Para Ann, o Occupy não significa estar vendado, mas tomar o controle da própria vida: “Que algo está errado com este país é inegável. Que os alunos se graduem em direito com uma enorme dívida e ainda assim não possam conseguir um emprego é simplesmente errado. Que bons planos de saúde só possam ser comprados pelos ricos é simplesmente errado. Que despejar dinheiro em guerras que não podemos ‘ganhar’ é simplesmente errado. Passei um tempo no país da al-Qaeda. Dólares abastecem tudo; acabam até financiamento quartéis do Talibã. Winston Churchill disse há muito tempo que ‘olhos ocidentais nunca vão entender os caminhos da cultura tribal’. A Guerra às Drogas (*o programa do governo americano War on Drugs), a última e inútil ‘guerra’ que levou nosso país à falência, foi recentemente declarada um fracasso absoluto.

“É muito fácil e preguiçoso demais apenas criticar o que o movimento Occupy está fazendo. É muito mais difícil apoiar e tentar entender que este é um símbolo de uma natural mudança radical em nossa sociedade”.

Mulher sem medo

Talvez os leitores estejam se perguntando “quem diabos é Ann Nocenti?”. Não lembro de nenhum trabalho dela recente (até porque, segundo o próprio Bleeding Cool, ela passou os últimos anos mais próxima de projetos sociais do que dos quadrinhos), mas algumas das HQ escritas pela americana têm lugar cativo na minha memória afetiva.

Uma delas, inclusive, faz de certa forma um link com esse assunto do Occupy.
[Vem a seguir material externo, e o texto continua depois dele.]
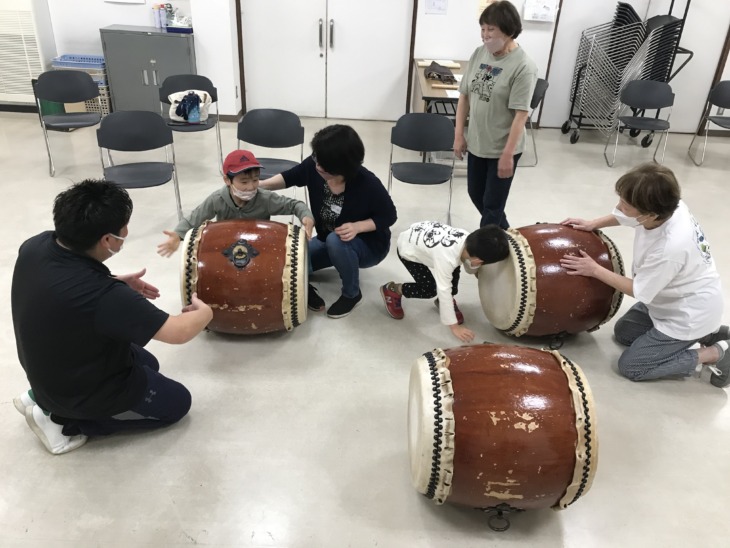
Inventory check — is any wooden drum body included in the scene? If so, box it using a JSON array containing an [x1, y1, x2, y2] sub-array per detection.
[[181, 219, 308, 335], [479, 224, 624, 337], [408, 344, 598, 510]]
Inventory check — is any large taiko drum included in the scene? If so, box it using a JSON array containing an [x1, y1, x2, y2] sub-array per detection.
[[479, 224, 624, 337], [408, 344, 598, 524], [181, 219, 308, 335]]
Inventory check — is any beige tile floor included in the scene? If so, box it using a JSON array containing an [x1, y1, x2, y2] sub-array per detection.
[[0, 109, 730, 548]]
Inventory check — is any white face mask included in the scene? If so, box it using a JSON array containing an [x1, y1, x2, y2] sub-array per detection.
[[231, 186, 258, 202], [107, 232, 127, 257], [611, 207, 646, 228], [484, 38, 507, 55]]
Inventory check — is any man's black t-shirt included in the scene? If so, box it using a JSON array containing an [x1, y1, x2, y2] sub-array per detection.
[[11, 232, 168, 419]]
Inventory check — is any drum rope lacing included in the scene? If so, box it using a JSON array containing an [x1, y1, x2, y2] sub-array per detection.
[[563, 356, 592, 506], [289, 226, 298, 327], [185, 225, 200, 304], [423, 352, 443, 499], [505, 234, 528, 334]]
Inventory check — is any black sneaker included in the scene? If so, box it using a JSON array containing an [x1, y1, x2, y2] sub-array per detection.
[[710, 344, 730, 388], [307, 284, 324, 312], [327, 292, 362, 318], [697, 325, 730, 346]]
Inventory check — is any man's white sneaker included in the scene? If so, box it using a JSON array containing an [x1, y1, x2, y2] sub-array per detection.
[[25, 405, 88, 455]]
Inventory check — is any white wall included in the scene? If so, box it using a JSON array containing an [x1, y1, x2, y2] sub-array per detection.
[[414, 0, 555, 78], [48, 0, 192, 55], [540, 0, 730, 133]]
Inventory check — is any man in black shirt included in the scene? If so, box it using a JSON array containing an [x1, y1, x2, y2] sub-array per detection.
[[11, 180, 213, 454]]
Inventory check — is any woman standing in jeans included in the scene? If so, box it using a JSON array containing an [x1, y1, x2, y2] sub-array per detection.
[[454, 0, 537, 228], [260, 124, 397, 318]]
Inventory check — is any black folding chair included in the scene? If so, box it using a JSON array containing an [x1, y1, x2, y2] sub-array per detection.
[[520, 78, 550, 167], [603, 80, 674, 167], [388, 112, 455, 224], [96, 110, 182, 219], [160, 74, 223, 171], [687, 80, 730, 166], [35, 70, 101, 177], [237, 108, 304, 179]]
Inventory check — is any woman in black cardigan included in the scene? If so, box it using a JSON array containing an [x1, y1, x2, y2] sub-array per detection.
[[261, 124, 397, 318]]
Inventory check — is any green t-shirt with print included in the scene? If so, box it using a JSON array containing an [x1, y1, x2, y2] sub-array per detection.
[[459, 46, 537, 158]]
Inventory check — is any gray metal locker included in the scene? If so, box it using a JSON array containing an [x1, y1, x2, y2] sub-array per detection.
[[99, 25, 197, 112]]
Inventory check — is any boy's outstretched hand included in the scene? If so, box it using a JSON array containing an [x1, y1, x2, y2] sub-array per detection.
[[157, 230, 180, 257]]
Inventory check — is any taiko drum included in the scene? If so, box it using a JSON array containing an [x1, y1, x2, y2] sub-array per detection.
[[408, 344, 598, 510], [181, 219, 307, 335], [479, 224, 624, 337]]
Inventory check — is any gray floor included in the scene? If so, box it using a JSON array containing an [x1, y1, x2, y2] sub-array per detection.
[[0, 113, 730, 548]]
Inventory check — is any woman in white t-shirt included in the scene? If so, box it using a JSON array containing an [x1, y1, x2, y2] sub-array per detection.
[[561, 163, 730, 387]]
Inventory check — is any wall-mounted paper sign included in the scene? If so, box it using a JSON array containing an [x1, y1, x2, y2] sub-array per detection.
[[522, 0, 556, 22]]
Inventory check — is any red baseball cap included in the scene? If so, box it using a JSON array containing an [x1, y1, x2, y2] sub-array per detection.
[[223, 150, 261, 177]]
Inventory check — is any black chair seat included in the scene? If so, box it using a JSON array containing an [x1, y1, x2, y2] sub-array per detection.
[[707, 116, 730, 129], [618, 116, 669, 131], [392, 162, 451, 185], [258, 158, 299, 179], [43, 112, 101, 129], [104, 162, 173, 188], [167, 114, 218, 133]]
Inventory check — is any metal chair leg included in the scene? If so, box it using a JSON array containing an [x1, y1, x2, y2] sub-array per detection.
[[603, 127, 618, 167], [41, 121, 56, 177], [687, 120, 710, 167], [653, 129, 669, 164]]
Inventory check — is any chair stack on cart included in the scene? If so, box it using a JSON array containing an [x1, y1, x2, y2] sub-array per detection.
[[561, 0, 692, 147]]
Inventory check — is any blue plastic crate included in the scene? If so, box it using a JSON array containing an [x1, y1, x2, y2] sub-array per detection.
[[52, 53, 106, 69]]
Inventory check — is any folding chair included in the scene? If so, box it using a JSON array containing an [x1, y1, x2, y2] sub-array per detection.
[[160, 74, 223, 171], [237, 108, 304, 179], [603, 80, 674, 167], [388, 112, 455, 224], [96, 110, 182, 219], [520, 78, 550, 167], [35, 70, 101, 177], [687, 80, 730, 166]]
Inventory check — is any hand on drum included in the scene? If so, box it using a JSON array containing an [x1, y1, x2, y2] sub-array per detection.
[[449, 323, 474, 342], [183, 293, 213, 315], [115, 268, 160, 299], [335, 223, 358, 242], [560, 217, 596, 232], [302, 217, 314, 241], [560, 249, 601, 278], [157, 230, 180, 257]]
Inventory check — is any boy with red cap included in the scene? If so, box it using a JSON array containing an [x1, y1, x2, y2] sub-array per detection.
[[157, 150, 314, 257]]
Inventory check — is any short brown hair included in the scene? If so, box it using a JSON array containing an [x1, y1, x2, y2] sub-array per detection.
[[616, 162, 682, 221], [479, 0, 522, 39]]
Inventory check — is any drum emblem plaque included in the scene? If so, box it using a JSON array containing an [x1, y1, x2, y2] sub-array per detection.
[[223, 239, 259, 270]]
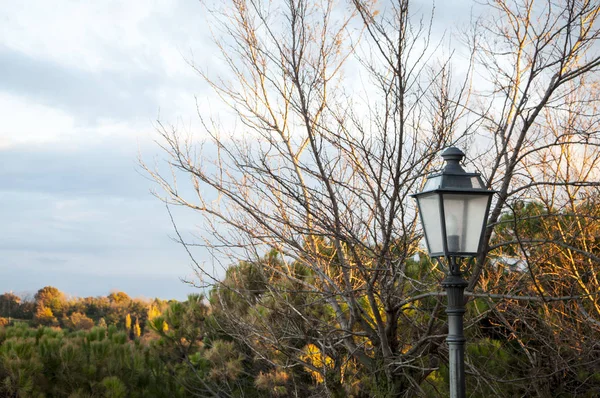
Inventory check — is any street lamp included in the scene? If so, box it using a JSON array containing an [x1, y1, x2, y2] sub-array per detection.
[[412, 147, 495, 398]]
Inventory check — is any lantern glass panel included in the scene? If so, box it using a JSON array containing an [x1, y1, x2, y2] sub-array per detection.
[[443, 194, 489, 253], [417, 193, 444, 253]]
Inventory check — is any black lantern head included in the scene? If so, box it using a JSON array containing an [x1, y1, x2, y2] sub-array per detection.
[[412, 147, 495, 257]]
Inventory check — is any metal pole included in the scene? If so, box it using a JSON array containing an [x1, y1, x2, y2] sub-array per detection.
[[442, 258, 468, 398]]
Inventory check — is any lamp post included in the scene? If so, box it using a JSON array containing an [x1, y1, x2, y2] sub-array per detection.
[[412, 147, 495, 398]]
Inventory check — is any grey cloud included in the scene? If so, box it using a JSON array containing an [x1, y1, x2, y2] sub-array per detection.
[[0, 46, 164, 122]]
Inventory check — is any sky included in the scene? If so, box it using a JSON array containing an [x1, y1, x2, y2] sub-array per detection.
[[0, 0, 476, 300], [0, 0, 220, 299]]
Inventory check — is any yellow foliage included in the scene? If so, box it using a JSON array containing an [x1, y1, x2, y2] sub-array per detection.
[[148, 305, 160, 321], [133, 319, 142, 337], [125, 314, 131, 330]]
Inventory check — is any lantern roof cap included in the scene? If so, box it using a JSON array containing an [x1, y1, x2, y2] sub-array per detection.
[[415, 147, 494, 196]]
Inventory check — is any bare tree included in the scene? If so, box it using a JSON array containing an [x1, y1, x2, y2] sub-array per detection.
[[146, 0, 600, 396]]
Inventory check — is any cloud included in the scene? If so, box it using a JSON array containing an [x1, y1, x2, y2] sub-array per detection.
[[0, 47, 162, 123]]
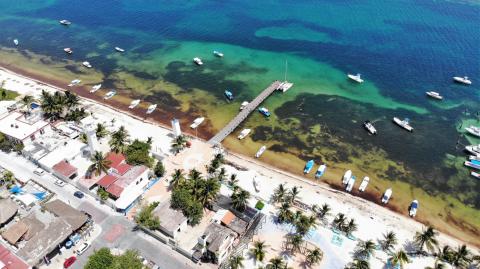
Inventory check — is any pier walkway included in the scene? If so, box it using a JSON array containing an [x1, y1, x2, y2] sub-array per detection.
[[208, 80, 282, 145]]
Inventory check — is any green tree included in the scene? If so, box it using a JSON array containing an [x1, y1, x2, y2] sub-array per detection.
[[88, 151, 112, 176]]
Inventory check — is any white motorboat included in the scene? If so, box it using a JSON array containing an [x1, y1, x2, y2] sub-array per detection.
[[190, 117, 205, 129], [453, 76, 472, 85], [255, 146, 267, 158], [393, 117, 413, 132], [128, 99, 140, 109], [358, 177, 370, 192], [90, 84, 102, 93], [59, 20, 72, 26], [465, 144, 480, 156], [363, 120, 377, 135], [426, 91, 443, 100], [238, 129, 252, 140], [240, 101, 250, 110], [193, 57, 203, 65], [68, 79, 82, 87], [347, 74, 363, 83], [345, 176, 356, 192], [408, 200, 418, 218], [465, 125, 480, 137], [342, 170, 352, 185], [63, 48, 73, 54], [147, 104, 157, 114], [382, 188, 392, 204], [103, 90, 117, 100]]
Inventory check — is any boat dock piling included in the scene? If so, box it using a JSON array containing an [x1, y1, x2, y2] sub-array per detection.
[[208, 80, 283, 145]]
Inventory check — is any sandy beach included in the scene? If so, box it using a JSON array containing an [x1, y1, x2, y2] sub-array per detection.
[[0, 66, 478, 268]]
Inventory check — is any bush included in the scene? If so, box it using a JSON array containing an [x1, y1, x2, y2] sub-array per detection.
[[255, 201, 265, 210]]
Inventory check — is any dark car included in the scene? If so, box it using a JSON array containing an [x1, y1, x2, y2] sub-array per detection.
[[73, 191, 85, 199]]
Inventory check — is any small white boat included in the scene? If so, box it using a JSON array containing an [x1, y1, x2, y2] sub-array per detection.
[[255, 146, 267, 158], [193, 57, 203, 65], [68, 79, 82, 87], [358, 177, 370, 192], [393, 117, 413, 132], [128, 99, 140, 109], [63, 48, 73, 54], [90, 84, 102, 93], [190, 117, 205, 129], [347, 74, 363, 83], [408, 200, 418, 218], [240, 101, 250, 110], [453, 76, 472, 85], [59, 20, 72, 26], [363, 120, 377, 135], [465, 125, 480, 137], [147, 104, 157, 114], [382, 188, 392, 204], [238, 129, 252, 140], [426, 91, 443, 100], [213, 50, 223, 58], [103, 90, 117, 100], [345, 176, 356, 192], [342, 170, 352, 185]]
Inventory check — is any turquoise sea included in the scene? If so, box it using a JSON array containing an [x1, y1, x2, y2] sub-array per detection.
[[0, 0, 480, 238]]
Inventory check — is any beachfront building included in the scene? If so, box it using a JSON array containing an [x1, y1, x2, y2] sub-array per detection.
[[95, 152, 150, 212]]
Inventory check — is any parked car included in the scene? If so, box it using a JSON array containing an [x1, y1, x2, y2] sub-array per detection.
[[73, 191, 85, 199], [55, 179, 67, 187], [63, 256, 77, 268], [33, 167, 45, 176], [76, 242, 90, 256]]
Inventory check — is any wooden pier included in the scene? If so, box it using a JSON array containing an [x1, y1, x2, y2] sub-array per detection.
[[208, 80, 282, 145]]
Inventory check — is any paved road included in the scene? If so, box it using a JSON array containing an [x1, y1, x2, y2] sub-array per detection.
[[0, 152, 200, 269]]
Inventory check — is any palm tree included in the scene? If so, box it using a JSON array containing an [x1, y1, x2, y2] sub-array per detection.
[[345, 259, 370, 269], [89, 151, 112, 176], [380, 231, 398, 251], [109, 126, 129, 153], [452, 245, 472, 268], [95, 123, 108, 138], [228, 255, 243, 269], [272, 184, 287, 203], [305, 248, 323, 267], [355, 240, 375, 260], [388, 250, 410, 269], [250, 241, 267, 264], [267, 257, 285, 269], [170, 169, 185, 189], [332, 213, 347, 231], [414, 226, 438, 252], [231, 189, 250, 212]]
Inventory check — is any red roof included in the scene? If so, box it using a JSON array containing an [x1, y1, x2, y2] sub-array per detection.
[[107, 184, 123, 198], [53, 160, 77, 177], [0, 244, 30, 269], [106, 152, 125, 168], [97, 175, 117, 188]]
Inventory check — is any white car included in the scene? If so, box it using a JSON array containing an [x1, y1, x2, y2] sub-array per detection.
[[55, 179, 67, 187], [75, 242, 90, 256], [33, 167, 45, 176]]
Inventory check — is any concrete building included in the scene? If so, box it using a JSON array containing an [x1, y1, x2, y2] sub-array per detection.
[[153, 200, 188, 238]]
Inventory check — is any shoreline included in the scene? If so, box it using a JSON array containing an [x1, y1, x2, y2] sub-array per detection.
[[0, 66, 480, 248]]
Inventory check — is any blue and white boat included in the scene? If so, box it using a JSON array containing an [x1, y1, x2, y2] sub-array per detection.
[[303, 160, 315, 174], [258, 107, 270, 117], [315, 164, 327, 178], [224, 90, 233, 101]]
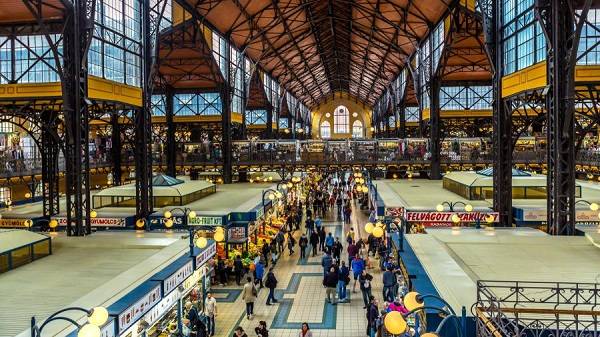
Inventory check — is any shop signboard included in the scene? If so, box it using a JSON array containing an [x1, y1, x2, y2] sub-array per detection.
[[188, 216, 223, 226], [119, 285, 161, 335], [227, 226, 247, 243], [385, 207, 404, 218], [163, 260, 194, 294], [405, 211, 500, 225], [515, 208, 600, 223], [144, 291, 181, 326], [196, 242, 217, 269], [0, 219, 28, 228], [54, 217, 125, 227], [100, 318, 115, 337]]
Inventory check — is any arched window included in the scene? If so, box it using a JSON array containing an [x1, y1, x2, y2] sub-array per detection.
[[333, 105, 350, 133], [321, 121, 331, 139], [352, 120, 364, 138]]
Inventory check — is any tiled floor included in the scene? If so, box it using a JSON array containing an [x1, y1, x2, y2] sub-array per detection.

É a edição de número 252 da revista Daredevil, publicada nos Estados Unidos em 1987 e no Brasil em 1989, dentro da edição 82 de Superaventuras Marvel. Detalhe curioso: o gibi em questão tem 66 páginas e duas histórias, ambas com roteiro de Nocenti, a do Demolidor e uma protagonizada por Longshot, personagem criado por ela (e idealizado visualmente por Arthur Adams). Imagino que isso tenha sido uma coincidência. Mas gosto de pensar que foi uma espécie de homenagem da equipe de quadrinhos da Editora Abril ao trabalho de Ann Nocenti – que naquela época fazia um baita sucesso com o Homem Sem Medo ao lado do desenhista John Romita Jr. (e não esqueçamos do veterano Al Williamson, responsável pela arte final).

Outra curiosidade: a edição original, americana, fazia parte de uma saga chamada Queda dos mutantes, que, em 1989, ainda não tinha chegado ao Brasil. Por isso, as referências à saga (como uma breve aparição do Arcanjo) não aparecem em Superaventuras Marvel 82.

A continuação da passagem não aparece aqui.